Непрекращающийся оргазм власти. Мастурбация власти, скорее так.
Как говорил по сходному поводу Алексей Федорович Лосев: мерзкие, низкие души, относительно которых невольно признаешь Первую мировую войну не только справедливой, но еще и мало достаточной.
Хотя читать эту великую книгу я никому не рекомендую. Вязко, скучно, старомодно и стилем, и манерами героев.
Цифры и сокращения. Перечитывая «Семью Тибо» в переводе прекрасного Мориса Ваксмахера (вспомнил его туманно: кажется, он прихрамывал?), я вдруг заметил такую занятную старомодность: «г-н Тибо», «г-жа де Фонтанен». Такие сокращения я видел у русских авторов XIX века, у Чехова, напр.
А также «напр.», «и проч.», «etc.», «и т. п.» – и т. п.
Мне это казалось глупым и смешным, особенно в речи героев. Да и в авторской речи тоже. Мне не нравилось, когда писали «в 1892 г.» – вместо «в (тысяча) восемьсот девяносто втором году». У Льва Толстого еще круче. Кознышев в «Крейцеровой сонате» говорит:
«Мучаются 0,99 наших мальчиков»; «Если бы 0,01 тех усилий»; «Со мной, да и с 0,9, если не больше». «Так делается в роде человеческом в 0,99 его части. Только в 0,01 или меньше…» и так далее.

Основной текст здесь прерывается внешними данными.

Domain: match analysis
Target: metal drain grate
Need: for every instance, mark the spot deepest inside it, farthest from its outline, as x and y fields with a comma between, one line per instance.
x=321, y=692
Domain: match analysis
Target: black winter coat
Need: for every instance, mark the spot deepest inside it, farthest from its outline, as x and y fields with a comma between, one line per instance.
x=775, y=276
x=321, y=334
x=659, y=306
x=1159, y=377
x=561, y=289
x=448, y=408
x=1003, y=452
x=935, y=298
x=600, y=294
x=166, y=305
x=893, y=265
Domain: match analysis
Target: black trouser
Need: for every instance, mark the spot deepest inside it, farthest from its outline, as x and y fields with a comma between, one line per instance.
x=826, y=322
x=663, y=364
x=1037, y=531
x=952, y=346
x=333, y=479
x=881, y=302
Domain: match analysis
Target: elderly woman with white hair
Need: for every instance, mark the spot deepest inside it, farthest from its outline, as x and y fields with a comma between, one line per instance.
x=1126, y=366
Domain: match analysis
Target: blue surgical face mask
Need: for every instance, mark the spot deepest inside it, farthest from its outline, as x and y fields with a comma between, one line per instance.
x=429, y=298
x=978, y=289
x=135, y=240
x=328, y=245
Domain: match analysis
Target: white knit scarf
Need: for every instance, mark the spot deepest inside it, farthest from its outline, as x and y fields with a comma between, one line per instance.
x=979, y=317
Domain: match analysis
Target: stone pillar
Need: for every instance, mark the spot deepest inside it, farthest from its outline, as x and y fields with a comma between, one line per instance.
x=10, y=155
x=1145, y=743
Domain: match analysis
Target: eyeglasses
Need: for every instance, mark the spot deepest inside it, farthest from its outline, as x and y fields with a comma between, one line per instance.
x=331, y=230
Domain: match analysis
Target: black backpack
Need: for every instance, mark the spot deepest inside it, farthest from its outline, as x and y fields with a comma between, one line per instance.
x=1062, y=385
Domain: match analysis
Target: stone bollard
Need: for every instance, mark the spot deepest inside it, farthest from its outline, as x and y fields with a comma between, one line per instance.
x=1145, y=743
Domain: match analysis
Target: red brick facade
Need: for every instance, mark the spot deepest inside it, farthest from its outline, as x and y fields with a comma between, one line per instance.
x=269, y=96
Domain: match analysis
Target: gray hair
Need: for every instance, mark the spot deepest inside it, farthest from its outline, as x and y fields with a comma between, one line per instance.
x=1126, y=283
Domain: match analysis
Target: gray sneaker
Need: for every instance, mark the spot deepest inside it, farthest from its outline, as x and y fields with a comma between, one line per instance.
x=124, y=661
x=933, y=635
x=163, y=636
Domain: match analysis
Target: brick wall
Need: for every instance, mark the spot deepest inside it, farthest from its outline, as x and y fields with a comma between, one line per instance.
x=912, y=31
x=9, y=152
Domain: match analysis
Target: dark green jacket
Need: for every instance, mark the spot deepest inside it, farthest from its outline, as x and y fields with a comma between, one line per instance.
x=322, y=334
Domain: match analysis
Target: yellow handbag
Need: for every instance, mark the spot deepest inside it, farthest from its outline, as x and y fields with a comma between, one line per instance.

Почему мне это странно? Потому что я хочу знать, как герой это говорит. Неужели Кознышев говорит «ноль целых девяносто девять сотых»? Или «ноль запятая девяносто девять»? Скорее всего, он говорит «девяносто девять процентов».
Зашифровка устной речи в письменную ради обратной расшифровки в устную выглядит нелепо. Никто ведь не говорит словами «г-жа Фонтанен в 0,99 случаев». Странно.
Литературный этикет. Чехов заметил, что есть слова, которые может говорить герой, но не может – ну, скажем так, не должен – говорить автор.
Авторская речь – при всех ее индивидуальных особенностях – должна быть более «литературной», менее «устной». Если, конечно, автор сам не является в виде героя, этакого приблатненного или малограмотного рассказчика. Но это весьма редкое явление. В 99 % случаев автор – это автор, а герой – это герой. И они говорят чуточку по-разному.
Герой может сказать о девушке: «Балдежная чика, ножки супер!» Но вряд ли можно начать рассказ так: «В комнату вошла балдежная чика с суперскими ножками». Но бог с ним, с жаргоном и прочими разнузданностями.
Кажется, есть вполне вроде бы нормальные, литературные слова, которым не место в авторской речи. «Харизма», «бифуркация», «энергетика» (не в значении ГЭС, ТЭЦ и ЛЭП, а в значении «таинственная сила») и т. п.